Cold Iron is Stina Leicht’s third novel. With it, Leicht moves away from urban fantasy and towards epic in the new gunpowder fantasy mode. Cold Iron is the opening volley in The Malorum Gates series—and to judge from the amount of ground this novel covers, it’s a series that’s going to do a lot of epic in a relatively short space of time.
It is also a rather better, and strikingly less boring, book than its opening pages portend.
Cold Iron opens with Nels, a kainen crown prince—the kainen are a race of people taller than the human norm, all possessed of varying degrees of magical powers, including the ability to magically force other people to do their will, simply by instructing them to—who initially comes across as self-absorbed, spoiled, whiny and ineffectual. Nels’ only distinguishing factor is his lack of the command magic that is especially characteristic of the royal family of Eledore. But fortunately—for the reader, if not for Nels—tragedy strikes! Disbarred from the succession and forced into the army due to Eledorean taboos on the shedding of blood, Nels becomes approximately fifty times more interesting, and so does the novel.
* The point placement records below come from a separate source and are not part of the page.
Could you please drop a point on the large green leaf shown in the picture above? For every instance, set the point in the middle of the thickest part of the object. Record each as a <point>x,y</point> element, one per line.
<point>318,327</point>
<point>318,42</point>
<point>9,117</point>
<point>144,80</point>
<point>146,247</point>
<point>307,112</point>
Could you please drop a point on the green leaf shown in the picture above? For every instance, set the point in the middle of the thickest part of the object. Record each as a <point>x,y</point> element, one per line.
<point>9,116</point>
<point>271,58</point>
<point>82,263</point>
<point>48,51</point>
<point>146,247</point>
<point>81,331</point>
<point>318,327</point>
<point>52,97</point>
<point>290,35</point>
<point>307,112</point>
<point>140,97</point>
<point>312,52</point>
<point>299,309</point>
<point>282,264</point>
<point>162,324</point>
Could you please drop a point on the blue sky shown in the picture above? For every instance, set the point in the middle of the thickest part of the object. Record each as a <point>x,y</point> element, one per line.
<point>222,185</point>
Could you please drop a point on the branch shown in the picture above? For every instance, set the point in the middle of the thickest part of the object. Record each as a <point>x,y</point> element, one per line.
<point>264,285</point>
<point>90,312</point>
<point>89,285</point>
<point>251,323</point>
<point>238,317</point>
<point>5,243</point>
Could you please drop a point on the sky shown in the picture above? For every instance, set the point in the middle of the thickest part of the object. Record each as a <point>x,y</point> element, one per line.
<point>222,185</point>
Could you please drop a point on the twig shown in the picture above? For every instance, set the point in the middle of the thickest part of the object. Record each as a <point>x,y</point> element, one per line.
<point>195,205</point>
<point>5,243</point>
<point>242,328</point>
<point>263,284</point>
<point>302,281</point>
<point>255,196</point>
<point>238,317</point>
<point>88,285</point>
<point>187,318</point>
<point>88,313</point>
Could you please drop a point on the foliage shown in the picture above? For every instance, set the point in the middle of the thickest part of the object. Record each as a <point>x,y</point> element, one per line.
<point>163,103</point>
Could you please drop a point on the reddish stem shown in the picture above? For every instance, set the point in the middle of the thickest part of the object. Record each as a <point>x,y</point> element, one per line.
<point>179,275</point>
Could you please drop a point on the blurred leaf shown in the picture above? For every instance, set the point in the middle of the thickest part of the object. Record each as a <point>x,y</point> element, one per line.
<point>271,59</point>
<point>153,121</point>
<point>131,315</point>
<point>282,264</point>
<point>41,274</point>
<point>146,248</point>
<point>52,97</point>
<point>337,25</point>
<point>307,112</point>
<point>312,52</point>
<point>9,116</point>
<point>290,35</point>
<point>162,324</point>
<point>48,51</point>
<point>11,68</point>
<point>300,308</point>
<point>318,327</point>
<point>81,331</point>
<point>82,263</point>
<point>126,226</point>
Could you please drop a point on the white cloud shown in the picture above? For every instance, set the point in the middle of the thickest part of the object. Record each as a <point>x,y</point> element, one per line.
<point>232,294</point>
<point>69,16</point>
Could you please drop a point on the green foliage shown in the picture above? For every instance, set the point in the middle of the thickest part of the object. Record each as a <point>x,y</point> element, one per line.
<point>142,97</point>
With his twin sister Suvi, her naval ambitions interrupted to take up the role of crown princess, and Nels’ friend and lover, the apprentice healer-sorceress Ilta, added to the cast of point-of-view characters, Cold Iron rapidly progresses towards very entertaining indeed.
Flawed—of which more later—but very entertaining.
Nels, Suvi, and Ilta are faced with an intransigent array of problems: an invasion by the resolutely unmagical but technologically more adept humans of Acrasia; a smallpox epidemic made worse when magic goes wrong; and the machinations of Nels and Suvi’s paternal uncle Sakari, who seems determined to take the reins of power into his own hands—at no small cost to Nels, Suvi, and Eledore itself. As Nels struggles with the responsibilities of military life, including hostile senior officers, enemy action, insufficient supplies, and men who don’t trust him, Suvi must navigate court life and a mission at sea to acquire an alliance with the Waterborne nations, while Ilta is put under house arrest when her attempt to inoculate herself against smallpox gives rise to a magically more potent strain.
The war with Acrasia is going badly, and Nels’ commanding officer is a sociopath. Meanwhile, among the Waterborne, Suvi has to deal with assassination attempts, a magical duel, and battles at sea. And in the background lurks an ancient danger, against which—it appears—only the Eledorean royal family can stand. As the Acrasian forces close in around Eledore’s plague-wracked capital, Nels, Suvi, and Ilta are reunited in their nation’s darkest hour. If they cannot avoid their uncle’s betrayal and stand against the Acrasians, they’ll just have to save what they can.
In Cold Iron, Leicht has written an approachable, entertaining epic fantasy, peopled with engaging characters and replete with dramatic incidents. I confess that lately I’ve been having a spot of argument with epic fantasy: most of the time I want it to be either less boring or less full of deeply unlikeable people. Fortunately, despite its length, Cold Iron avoids the worst perils of droning epic fantasy, and its characters, despite our initial introduction to Nels, are anything but unlikeable.
But Cold Iron has its flaws. Leicht has a tendency to skip large chunks of time between chapters, and to signal these cuts only sketchily, with little summary of anything that has taken place in the intervening weeks or months. This is a little annoying. Also on the annoying side is my feeling that Leicht has got sea battles and life at sea all wrong—but it’s been some time since I’ve sailed on a tallship, or even sailed at all, so one should not take my word for it.
Cold Iron might not be the very best example of epic fantasy around: I’m not inclined to rave about its prose or polish, and it is working with some familiar tropes—plus gunpowder. It remains to be seen whether or not the next volume is going to break new ground. But Cold Iron is plenty entertaining, and it’s good enough that I’m definitely looking forward to finding out where the story goes next.
And may I just mention here that the new Saga Press imprint is being impressively consistent with the quality of its releases to date? Not all of them are my cup of tea, but they are all recognisably solid examples of their kind—at least the ones I’ve encountered so far.
Cold Iron is available now from Saga Press.